Enamorarse de Ana

Fragmento del libro


Enamorarse de Ana
Enamorarse de Ana
Alejandro Cernuda Ver en Amazon


Dijo que era ilegal y me apretó las piernas y caímos: ilegal como subirse al ómnibus por la puerta trasera o traficar con cocaína. Casi desangrado y los mismos humos que cuando nos conocimos en el tren hace ya quince días. Esa infeliz coincidencia de un bosnio y un cubano con asientos contiguos, y descubrir que iba a Ciego Montero. La trampa de creer que tenemos algo que contar por vivir en lugares tan distintos, la curiosidad por averiguar qué necesitaba de mi pueblo. Sentarnos juntos, agradecer que hablara ese español de preguntar directo, y después sentirlo escondido en las respuestas para no revelar sus intenciones. La misma poética de esta noche, como si fuera ajeno a la muerte y el símil hiciera juego con las vibraciones casi cómicas por los espasmos cuando arañaba la tierra con los talones o estiraba los pies. Arrepentido de haberse acostado con Ana, o por lo menos quise entender que en su jerigonza, llamaba ilegalidad al sexo con la mujer impropia.

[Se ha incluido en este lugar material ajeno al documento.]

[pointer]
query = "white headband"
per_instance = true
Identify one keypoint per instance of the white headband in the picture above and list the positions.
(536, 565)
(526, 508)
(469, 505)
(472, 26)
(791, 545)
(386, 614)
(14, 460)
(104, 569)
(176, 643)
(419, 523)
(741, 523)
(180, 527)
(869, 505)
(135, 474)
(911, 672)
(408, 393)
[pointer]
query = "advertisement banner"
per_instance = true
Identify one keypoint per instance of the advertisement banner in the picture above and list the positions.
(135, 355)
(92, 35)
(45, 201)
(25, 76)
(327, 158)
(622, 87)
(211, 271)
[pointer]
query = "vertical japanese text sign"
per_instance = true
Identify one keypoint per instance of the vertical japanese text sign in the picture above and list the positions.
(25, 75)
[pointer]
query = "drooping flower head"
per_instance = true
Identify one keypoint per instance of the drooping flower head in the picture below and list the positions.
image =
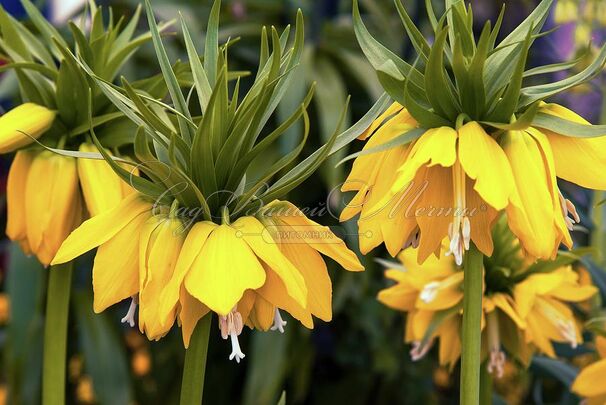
(49, 194)
(467, 139)
(526, 306)
(198, 237)
(588, 383)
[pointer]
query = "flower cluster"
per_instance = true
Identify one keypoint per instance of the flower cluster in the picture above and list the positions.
(525, 307)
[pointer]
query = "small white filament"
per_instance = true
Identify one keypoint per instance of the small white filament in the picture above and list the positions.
(279, 323)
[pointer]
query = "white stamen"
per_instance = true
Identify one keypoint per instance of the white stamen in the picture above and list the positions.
(130, 314)
(420, 349)
(568, 208)
(496, 363)
(236, 352)
(459, 230)
(413, 240)
(279, 323)
(429, 292)
(568, 331)
(231, 326)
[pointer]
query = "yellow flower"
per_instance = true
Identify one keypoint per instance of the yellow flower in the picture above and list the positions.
(244, 271)
(454, 183)
(588, 383)
(101, 188)
(44, 201)
(521, 313)
(29, 118)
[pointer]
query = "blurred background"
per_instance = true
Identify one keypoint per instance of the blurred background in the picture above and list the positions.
(360, 357)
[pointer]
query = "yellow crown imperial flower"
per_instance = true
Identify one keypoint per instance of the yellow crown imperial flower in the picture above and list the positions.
(198, 237)
(588, 382)
(248, 269)
(466, 140)
(21, 125)
(49, 196)
(526, 307)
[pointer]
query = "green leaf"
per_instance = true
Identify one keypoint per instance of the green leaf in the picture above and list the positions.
(211, 46)
(522, 122)
(303, 170)
(416, 37)
(408, 135)
(552, 68)
(202, 84)
(500, 64)
(377, 54)
(507, 106)
(437, 86)
(169, 76)
(567, 128)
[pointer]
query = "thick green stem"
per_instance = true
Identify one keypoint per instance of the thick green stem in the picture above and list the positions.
(55, 334)
(485, 386)
(192, 385)
(472, 333)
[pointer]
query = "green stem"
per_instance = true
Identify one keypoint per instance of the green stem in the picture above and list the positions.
(485, 386)
(472, 334)
(192, 385)
(55, 334)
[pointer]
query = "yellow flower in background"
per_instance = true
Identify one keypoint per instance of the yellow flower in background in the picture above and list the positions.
(28, 118)
(589, 383)
(245, 271)
(452, 183)
(45, 202)
(566, 11)
(521, 313)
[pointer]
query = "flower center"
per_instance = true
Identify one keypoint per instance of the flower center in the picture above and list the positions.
(132, 309)
(459, 230)
(231, 326)
(279, 323)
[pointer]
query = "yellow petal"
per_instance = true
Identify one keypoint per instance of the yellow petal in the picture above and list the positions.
(263, 245)
(101, 187)
(162, 256)
(38, 192)
(505, 303)
(435, 147)
(100, 229)
(274, 291)
(533, 222)
(195, 240)
(317, 236)
(15, 196)
(262, 314)
(319, 287)
(434, 213)
(484, 161)
(28, 118)
(191, 312)
(116, 267)
(225, 268)
(589, 382)
(52, 200)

Aunque no pidió perdón en una frase concisa, y a lo mejor su confesión era como sus susurros en latín cada madrugada, y el insomnio fastidioso por oírlo leer. Las otras palabras se ahogaron en el vómito, escupió rojo en mis zapatos y tenía ruidos de asma. Sin embargo, logré entender: mencionó París y no sé qué mentiras. Luego, en el delirio, su boca se llenó de sangre y por fin se calló.

Lo maté, pero los abogados no resolvemos con cuchillo ni nos enamoramos de mujeres como Ana. Un día antes no me lo habría imaginado. Incluso ahora, lo miraba para acostumbrarme a la idea de que estaba muerto por mi culpa: la carrera a campo traviesa, dos golpes y una puñalada. Y caer con él sobre la mierda de las vacas. Cansado de perseguirlo y con esa sensación morbosa de tenerlo ahí, desnudo, sintiendo nada más el peso de su cuerpo y yo sin dolor alguno. O era que, con la sangre caliente, no dolía el pedazo de carne que me arrancó de una mordida en el cuello. La pelea había acallado los grillos y no se escuchaba nada, excepto los goterones contra los charcos y el ladrido del perro desde el portal de la casa de Caridad. Kleinn quedó arrodillado, con la cabeza entre mis piernas, como dos homosexuales cansados de tenerse sobre el pasto del potrero; y las doce y tantos… parecía tarde por culpa del viento en la cortina de pinos. Sonaba igual que el pitido después del himno nacional cuando se terminan los programas en la televisión.